1. YAZARLAR

  2. Haksöz

  3. Bizi Bağlayan Misak

Bizi Bağlayan Misak

Eylül 2020A+A-

İstanbul Sözleşmesi etrafında yaşanan tartışmalar AK Parti iktidarını politik düzeyde ikileme sürüklerken, toplumsal yapının kırılganlığına da ışık tutmakta. İktidar geleneksel-dindar tabanının kaygılarıyla açılmaya, hitap etmeye çalıştığı diğer kesimlerin beklenti ve talepleri arasında sıkışmış durumda.

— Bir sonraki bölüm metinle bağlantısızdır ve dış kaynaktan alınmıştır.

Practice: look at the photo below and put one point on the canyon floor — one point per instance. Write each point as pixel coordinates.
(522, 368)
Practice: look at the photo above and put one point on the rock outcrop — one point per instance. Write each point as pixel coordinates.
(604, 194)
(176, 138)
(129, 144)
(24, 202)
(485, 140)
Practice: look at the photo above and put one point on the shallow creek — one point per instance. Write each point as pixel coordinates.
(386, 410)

Sözleşmeyi neredeyse kadınların hayatta kalabilmek için tutunabilecekleri tek can simidi olarak sunan ve adeta kutsayan muhalif kesimlerin ikna edilmesi zor görünüyor. İmzanın ancak kadınlara yönelik şiddet ve ayrımcılığı engelleyecek birtakım düzenlemelerle birlikte geri çekilebileceğine yönelik sinyaller de bu kesimleri yatıştırmaya yetmiyor. Bilakis had safhada seyreden güvensizliği daha yukarılara taşıyor. Buna karşın iktidarın, sözleşmenin aile kurumunu bitirmeye yönelik büyük bir tuzak olduğuna inanan ve bu değerlendirmeyle acilen geri çekilmesi gerektiğini savunan tabanını yumuşatabilmek için tartışmayı sürece yaymaya çalıştığı anlaşılıyor.

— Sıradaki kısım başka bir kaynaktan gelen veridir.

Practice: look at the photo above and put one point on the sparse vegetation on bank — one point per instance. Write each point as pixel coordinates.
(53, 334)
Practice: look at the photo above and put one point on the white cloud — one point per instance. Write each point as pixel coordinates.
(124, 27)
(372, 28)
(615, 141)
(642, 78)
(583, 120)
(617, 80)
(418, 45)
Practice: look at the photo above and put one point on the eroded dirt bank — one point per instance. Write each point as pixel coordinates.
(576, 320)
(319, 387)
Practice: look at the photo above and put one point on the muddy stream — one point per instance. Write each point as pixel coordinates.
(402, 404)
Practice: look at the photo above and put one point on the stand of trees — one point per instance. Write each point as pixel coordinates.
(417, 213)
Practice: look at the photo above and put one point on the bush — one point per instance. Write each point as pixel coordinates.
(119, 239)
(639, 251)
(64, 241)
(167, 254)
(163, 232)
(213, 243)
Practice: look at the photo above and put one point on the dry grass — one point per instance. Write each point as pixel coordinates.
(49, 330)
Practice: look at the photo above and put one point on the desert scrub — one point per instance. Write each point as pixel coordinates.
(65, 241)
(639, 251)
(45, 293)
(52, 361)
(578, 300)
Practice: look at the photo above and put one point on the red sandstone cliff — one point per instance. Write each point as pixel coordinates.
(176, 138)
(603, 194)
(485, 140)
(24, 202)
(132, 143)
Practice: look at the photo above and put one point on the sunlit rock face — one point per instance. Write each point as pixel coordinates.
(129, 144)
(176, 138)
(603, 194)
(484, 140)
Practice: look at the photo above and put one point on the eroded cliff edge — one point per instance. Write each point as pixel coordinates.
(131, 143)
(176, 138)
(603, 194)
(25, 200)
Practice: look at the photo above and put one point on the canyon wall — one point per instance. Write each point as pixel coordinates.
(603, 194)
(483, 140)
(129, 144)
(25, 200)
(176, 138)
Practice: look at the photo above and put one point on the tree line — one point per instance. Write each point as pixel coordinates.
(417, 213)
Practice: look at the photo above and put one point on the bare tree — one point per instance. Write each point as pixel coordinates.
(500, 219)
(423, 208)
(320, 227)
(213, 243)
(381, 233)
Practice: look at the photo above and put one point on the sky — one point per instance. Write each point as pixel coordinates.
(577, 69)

İstanbul Sözleşmesi’ne ilişkin tartışma ve tavır alışlara baktığımızda konunun daha ziyade bir hayat tarzı tartışmasını yansıttığını görmek mümkün. Hayata ve insan ilişkilerine yönelik değerlendirme ve tutumları itibariyle farklı anlayışlara sahip kesimler doğal olarak farklı öncelikler belirleyerek tartışma zemininde yer alıyorlar. Bu yüzden kadınlara yönelik şiddet eylemlerinin hangi araçlarla ve ne pahasına olursa olun engellenmesini savunanların sözleşmeye adeta hayat iksiri muamelesi yapmaları da buna karşın giderek artan tehditler karşısında aile kurumunun korunmasını önceleyenlerin sözleşmede yer alan kimi tanımlar ve vurgular hususunda endişe etmeleri de anlaşılır bir durum.

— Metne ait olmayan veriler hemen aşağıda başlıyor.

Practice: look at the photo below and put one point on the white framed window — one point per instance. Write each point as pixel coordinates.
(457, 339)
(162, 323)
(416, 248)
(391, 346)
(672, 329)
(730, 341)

Bu noktada konunun basmakalıp yargılar ve temelsiz yakıştırmalardan öte toplumsal hayata doğrudan yansıyan boyutları zemininde ele alınmasının bir zorunluluk olduğu çok açıktır. Toplumsal yapıda karşılık bulan her konu gibi bu sorunu da öncelikle şahitlik sorumluluğumuz çerçevesinde ele almalı ve buna paralel olarak bir tutum belirlemeliyiz. İlkemiz, güzergâhımız bellidir: Muhatap olduğumuz sorunlar akidemizi değil, akidemiz sorunlara ilişkin tavrımızı tayin etmeli,  yönlendirmelidir. Çünkü her türlü sorunun, sözün ya da bağın ötesinde her şartta azmetmemiz, korumamız, bağlılığımızı sürdürmemiz gereken şey Rabbimizle olan kulluk temelli misakımızdır. 

Bu hassasiyetle birleşik sayı olarak hazırladığımız dergimizde gündemdeki bu konuyu maddeler ve kavramlar tartışmasından ziyade sosyal-siyasal düzleme akseden görüntüleri üzerinden ele almayı hedefledik. Hangi tutumun hangi zihniyetin ürünü olarak karşımıza çıktığını irdelemeyi arzu ettiğimiz bu tartışmanın son kertede kimleri nasıl etkilediğine, ne yöne sürüklediğine ve dönüştürdüğüne dikkat çekmeye çalıştık.

Yeni sayımızda birlikte olmak duasıyla sizleri Allah’a emanet ediyoruz.